India and Australia have complementary economies, and our partnership is vital as we both strive for stronger, sustainable economic growth, and more secure and diversified trade and supply chains. As democracies, we know a strong economy underpins our future and the living standards and opportunities available to our citizens.

The Update lays out a practical plan for future economic integration between Australia and India and also acts as a marker of our recent progress, apart from reaffirming support for Australia’s traditional strengths in education, resources, agribusiness, tourism and information technology that will remain central to our economic ties with India. Additionally, it gives an impetus to investment and cooperation in emerging and strategic sectors, such as low emission technologies, cyber and critical technologies, innovation and space.

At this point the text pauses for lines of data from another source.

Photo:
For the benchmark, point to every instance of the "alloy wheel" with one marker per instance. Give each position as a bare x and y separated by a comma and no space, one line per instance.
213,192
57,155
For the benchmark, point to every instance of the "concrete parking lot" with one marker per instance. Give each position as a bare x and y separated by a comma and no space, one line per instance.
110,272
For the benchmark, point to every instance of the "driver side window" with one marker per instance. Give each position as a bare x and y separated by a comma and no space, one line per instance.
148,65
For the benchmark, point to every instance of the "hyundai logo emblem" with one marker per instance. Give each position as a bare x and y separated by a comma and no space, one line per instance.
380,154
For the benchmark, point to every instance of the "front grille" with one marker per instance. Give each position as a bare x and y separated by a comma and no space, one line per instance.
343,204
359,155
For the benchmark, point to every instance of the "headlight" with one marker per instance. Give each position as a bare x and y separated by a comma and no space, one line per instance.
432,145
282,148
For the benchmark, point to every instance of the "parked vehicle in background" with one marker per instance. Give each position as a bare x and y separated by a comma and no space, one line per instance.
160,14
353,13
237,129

The new initiatives contained within the Update cover the breadth of our shared priorities, namely, expansion of our diplomatic presence across India, establishment of a joint Centre of Excellence for Critical and Emerging Technology Policy, commitment by Australia to build out cooperation in space, investment boost for the Australia-India Strategic Research Fund, support for increased research, production and commercialisation of renewable energy technologies, and front-row access for Indian investment in Australian lithium and cobalt.

The Australian government will besides be investing in a new Centre for Australia-India Relations to propel and strengthen our community, institutional and business ties. The Centre will administer a suite of scholarships and fellowships, which are designed to be as generous and high-profile as the Rhodes or Fulbright programmes, but offered exclusively to Indian citizens by the Australian government.

Maharashtra and Mumbai will, of course, be central to the success of this action plan. The state has consistently made up the lion’s share of India’s total FDI inflows, and in 2020-21 ranked second among all Indian states in attracting investment. It has world class education and research institutions in Pune, a vibrant arts scene, as well as infrastructure being developed at a rapid pace across Mumbai.

Despite all the progress in our economic relationship, we are clearly not resting on our laurels. The fundamentals are solid, and adapting them remains a work in progress. While we continue to make inroads, there remains an ocean of opportunity yet to be explored and developed.

Australia knows that in India we have a trusted, natural partner. Our diplomatic and trade network across the country, propelled by the Update, will continue working to ensure that India too, sees a similar friend in Australia.